Should you tell your kids how much you earn?
Many parents are reluctant to talk to their children about money, but these are important lessons to help them achieve financial independence when they are older – even if you aren’t a financial genius yourself.
As children get older, they notice their friends’ houses and cars of different sizes and have discussions on the school playground about their different holiday destinations. “In the senior phase of junior school, they work out very quickly that different incomes yield different lifestyles and this is usually when the question about income gets posed to parents,” said Kerry Sutherland.

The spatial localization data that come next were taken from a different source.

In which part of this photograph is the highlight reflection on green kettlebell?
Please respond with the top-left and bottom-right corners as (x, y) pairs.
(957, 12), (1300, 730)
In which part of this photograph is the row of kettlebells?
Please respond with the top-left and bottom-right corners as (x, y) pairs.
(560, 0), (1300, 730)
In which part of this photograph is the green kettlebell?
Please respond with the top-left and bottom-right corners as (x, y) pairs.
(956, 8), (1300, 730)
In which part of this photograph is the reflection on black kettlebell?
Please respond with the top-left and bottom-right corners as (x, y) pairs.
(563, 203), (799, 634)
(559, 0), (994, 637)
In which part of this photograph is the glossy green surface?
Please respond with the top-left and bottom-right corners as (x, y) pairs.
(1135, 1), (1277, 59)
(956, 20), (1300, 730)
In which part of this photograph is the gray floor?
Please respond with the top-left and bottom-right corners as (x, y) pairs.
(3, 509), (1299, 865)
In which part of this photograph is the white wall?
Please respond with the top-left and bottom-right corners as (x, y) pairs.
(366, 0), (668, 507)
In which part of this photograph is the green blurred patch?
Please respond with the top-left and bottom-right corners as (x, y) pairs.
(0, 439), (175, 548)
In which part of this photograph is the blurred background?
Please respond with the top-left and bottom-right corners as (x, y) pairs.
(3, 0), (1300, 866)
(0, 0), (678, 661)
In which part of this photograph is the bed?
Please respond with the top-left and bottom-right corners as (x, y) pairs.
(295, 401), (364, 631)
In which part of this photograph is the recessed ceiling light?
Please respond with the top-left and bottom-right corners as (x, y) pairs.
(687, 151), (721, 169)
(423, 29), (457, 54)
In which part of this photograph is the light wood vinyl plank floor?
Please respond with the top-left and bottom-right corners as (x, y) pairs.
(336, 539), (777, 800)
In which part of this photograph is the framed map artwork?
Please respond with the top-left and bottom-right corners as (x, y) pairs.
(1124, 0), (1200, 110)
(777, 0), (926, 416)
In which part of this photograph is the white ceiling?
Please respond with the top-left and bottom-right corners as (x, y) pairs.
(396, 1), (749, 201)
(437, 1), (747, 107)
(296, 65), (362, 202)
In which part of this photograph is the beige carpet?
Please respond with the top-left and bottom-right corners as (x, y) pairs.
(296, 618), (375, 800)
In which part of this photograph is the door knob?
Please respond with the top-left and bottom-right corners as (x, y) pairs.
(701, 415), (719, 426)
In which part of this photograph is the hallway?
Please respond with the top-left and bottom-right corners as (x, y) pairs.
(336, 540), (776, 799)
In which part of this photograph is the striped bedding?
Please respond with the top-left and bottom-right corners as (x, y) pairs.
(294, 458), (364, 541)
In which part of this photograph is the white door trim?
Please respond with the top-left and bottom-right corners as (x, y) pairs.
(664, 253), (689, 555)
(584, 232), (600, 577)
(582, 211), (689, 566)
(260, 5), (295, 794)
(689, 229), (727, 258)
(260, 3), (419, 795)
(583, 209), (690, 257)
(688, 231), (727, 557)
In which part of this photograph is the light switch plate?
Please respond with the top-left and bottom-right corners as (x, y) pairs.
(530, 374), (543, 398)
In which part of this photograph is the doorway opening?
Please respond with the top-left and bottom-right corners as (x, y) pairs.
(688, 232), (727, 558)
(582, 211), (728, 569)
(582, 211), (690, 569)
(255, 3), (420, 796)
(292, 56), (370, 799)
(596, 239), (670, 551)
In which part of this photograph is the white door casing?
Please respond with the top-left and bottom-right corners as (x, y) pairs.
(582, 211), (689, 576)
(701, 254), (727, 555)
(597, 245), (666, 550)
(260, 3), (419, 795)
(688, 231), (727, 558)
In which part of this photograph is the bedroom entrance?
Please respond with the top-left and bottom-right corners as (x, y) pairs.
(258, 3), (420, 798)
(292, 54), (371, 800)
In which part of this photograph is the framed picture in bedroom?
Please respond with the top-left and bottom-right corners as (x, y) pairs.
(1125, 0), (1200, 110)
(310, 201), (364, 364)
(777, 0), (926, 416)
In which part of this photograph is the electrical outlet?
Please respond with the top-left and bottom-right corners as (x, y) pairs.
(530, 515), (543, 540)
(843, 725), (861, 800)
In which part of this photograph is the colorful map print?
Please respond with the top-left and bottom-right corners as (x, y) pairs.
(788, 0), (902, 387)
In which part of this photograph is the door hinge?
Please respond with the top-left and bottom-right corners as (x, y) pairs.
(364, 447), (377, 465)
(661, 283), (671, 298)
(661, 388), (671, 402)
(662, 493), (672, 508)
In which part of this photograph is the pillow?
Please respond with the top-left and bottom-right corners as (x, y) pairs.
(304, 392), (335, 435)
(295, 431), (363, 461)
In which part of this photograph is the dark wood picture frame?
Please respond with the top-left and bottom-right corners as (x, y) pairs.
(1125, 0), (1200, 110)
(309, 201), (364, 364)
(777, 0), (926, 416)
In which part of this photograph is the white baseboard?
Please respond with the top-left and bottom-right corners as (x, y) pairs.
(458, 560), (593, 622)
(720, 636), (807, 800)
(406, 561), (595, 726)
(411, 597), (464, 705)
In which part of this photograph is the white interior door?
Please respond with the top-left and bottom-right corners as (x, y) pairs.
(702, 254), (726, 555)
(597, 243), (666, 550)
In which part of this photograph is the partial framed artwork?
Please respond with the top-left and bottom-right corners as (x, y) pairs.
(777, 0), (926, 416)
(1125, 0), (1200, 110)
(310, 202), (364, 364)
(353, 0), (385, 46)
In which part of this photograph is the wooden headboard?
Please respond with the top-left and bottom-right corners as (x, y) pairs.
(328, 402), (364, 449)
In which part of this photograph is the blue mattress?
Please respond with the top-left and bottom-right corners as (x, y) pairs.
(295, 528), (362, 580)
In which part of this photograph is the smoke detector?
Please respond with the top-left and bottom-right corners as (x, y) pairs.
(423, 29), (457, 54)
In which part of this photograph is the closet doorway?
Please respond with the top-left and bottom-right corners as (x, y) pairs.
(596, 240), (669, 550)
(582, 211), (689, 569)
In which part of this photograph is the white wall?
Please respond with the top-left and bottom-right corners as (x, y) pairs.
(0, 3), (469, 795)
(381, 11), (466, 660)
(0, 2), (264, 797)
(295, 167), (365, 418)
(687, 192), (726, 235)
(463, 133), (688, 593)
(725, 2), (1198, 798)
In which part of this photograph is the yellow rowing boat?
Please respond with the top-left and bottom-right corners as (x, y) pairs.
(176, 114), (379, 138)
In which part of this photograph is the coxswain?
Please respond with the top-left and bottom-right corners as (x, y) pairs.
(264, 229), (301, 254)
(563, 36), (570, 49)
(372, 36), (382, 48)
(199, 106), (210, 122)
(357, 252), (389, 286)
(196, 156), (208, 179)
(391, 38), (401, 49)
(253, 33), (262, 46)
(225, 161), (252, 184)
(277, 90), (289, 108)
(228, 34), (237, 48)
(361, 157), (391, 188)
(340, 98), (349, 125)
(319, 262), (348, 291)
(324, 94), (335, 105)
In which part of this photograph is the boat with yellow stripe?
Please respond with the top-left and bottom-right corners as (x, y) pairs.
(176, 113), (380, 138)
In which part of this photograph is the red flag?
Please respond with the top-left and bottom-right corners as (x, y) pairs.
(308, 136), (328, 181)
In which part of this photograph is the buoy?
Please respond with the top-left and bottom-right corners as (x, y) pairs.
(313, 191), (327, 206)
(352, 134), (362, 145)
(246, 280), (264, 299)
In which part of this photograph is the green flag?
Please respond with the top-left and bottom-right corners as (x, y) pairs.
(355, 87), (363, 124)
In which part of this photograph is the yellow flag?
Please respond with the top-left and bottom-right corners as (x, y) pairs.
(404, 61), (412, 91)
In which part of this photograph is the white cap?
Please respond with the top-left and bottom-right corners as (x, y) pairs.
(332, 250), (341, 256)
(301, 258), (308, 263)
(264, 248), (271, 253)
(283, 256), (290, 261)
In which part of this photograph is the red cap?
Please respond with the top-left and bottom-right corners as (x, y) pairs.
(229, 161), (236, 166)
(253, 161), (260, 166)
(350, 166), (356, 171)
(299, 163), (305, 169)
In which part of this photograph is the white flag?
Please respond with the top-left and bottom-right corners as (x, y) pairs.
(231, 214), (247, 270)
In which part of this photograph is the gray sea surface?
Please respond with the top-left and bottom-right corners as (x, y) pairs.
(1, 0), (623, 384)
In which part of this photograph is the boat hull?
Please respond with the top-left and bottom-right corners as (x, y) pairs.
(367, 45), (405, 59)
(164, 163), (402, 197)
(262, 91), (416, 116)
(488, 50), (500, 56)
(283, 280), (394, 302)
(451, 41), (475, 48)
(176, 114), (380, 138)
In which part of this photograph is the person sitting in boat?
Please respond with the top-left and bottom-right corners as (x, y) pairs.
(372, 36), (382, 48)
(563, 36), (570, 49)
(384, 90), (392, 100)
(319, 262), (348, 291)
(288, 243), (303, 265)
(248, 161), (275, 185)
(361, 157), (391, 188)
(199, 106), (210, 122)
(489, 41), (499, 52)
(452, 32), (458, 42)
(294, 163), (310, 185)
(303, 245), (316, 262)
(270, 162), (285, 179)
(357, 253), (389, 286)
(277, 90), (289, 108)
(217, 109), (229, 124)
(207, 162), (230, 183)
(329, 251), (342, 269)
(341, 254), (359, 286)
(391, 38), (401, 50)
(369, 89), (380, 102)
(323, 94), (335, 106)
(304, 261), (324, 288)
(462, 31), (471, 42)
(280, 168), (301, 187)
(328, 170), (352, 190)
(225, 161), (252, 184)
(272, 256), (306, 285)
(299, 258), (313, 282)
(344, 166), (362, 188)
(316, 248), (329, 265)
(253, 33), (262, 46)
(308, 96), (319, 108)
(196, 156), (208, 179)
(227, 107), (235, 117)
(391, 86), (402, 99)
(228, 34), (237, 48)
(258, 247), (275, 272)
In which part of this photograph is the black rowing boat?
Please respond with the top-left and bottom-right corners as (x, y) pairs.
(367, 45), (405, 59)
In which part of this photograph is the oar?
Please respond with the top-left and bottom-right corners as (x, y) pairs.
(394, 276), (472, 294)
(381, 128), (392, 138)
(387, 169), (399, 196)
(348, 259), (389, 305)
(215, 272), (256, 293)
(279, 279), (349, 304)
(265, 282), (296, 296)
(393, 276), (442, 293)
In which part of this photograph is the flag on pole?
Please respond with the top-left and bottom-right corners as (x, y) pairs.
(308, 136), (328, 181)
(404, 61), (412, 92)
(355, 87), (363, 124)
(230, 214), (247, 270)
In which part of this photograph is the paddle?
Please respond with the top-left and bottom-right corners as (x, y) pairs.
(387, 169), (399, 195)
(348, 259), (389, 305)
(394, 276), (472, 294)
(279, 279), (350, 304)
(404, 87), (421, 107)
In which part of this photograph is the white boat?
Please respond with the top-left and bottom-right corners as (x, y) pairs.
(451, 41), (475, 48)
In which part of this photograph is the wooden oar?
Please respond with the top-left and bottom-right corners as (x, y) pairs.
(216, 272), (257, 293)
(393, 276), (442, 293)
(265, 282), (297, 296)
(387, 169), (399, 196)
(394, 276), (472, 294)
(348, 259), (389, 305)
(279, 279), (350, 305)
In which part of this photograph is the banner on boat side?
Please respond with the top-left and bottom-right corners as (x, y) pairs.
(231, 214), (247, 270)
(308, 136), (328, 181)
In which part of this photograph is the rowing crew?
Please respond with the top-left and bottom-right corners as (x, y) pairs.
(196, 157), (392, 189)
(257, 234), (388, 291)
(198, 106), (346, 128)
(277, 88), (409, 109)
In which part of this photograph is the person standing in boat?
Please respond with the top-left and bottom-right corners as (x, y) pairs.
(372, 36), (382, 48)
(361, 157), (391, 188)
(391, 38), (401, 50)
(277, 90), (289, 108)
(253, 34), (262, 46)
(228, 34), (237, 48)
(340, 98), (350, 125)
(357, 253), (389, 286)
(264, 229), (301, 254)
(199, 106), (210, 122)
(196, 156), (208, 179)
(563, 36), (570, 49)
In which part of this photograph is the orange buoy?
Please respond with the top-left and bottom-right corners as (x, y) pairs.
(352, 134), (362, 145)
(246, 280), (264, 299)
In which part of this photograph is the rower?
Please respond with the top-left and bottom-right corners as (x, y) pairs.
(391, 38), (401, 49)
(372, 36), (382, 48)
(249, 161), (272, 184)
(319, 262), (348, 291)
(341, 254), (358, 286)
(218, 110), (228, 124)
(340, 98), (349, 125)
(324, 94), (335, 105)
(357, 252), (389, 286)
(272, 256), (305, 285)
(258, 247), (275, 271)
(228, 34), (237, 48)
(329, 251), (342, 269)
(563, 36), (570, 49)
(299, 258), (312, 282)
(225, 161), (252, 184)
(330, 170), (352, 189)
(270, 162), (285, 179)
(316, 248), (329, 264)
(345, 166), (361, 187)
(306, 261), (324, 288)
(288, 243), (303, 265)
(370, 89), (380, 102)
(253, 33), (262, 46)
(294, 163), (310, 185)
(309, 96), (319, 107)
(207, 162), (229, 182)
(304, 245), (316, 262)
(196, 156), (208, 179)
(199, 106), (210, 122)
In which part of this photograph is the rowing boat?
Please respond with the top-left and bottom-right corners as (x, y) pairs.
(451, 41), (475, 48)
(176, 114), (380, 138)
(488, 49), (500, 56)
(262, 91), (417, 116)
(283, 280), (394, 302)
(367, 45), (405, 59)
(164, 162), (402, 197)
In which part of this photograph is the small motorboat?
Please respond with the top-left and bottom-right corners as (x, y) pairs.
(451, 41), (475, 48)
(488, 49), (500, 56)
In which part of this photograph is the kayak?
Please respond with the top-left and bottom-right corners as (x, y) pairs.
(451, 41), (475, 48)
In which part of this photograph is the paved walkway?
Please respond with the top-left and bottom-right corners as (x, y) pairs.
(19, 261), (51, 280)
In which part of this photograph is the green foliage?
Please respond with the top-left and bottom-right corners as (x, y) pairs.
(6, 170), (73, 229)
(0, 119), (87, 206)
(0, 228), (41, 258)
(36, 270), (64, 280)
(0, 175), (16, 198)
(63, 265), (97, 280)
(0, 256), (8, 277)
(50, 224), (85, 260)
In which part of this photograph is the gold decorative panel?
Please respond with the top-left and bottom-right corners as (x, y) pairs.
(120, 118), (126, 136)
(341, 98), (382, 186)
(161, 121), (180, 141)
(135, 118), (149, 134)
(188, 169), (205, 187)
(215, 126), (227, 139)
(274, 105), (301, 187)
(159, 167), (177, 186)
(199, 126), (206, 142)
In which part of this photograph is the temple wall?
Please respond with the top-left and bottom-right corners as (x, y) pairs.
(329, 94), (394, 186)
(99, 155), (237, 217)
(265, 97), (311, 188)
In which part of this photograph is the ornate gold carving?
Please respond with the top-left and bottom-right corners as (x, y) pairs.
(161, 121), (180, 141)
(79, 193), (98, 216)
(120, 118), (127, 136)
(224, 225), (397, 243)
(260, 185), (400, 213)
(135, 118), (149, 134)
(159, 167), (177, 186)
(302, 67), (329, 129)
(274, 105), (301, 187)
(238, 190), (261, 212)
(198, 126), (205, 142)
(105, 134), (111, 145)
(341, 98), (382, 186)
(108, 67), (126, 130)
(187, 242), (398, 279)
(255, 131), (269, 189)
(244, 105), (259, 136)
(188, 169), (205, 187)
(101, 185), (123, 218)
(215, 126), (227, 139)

“You can tell them that you understand they have questions about money and how much you earn, but answer it by saying let’s rather talk about what food, toys, stationery, extramural sporting activities cost, and if we can afford them and how, and about saving for things like holidays.”
Often the exact number is not meaningful to children, they rather want to use it for comparison purposes. “You need not tell your kids how much you earn, but you can use it as a motivator to encourage them to work harder at school if they wish to achieve a certain lifestyle as an adult,” said Sutherland.
When your children start with this line of questioning, Sutherland advises using it as an opportunity to discuss basic financial planning. “Explain to your kids that a lifestyle is not always about what you earn, but that it is also about how you manage your money. You can discuss budgeting, keeping debts as low as possible and of course the compounding benefits of long term savings. It is important to emphasise that it’s not wise to spend all you earn every month as when you reach retirement age, you must have saved enough to see you through your retirement years.”
“Telling your child how much you earn so that they can brag to their friends is unhelpful. If it's to explain why you can't afford a fancy holiday, then just explaining this will suffice. It's also not necessary to treat it like a secret. If your adolescent asks, it's important to be honest, open and authentic in your answer.”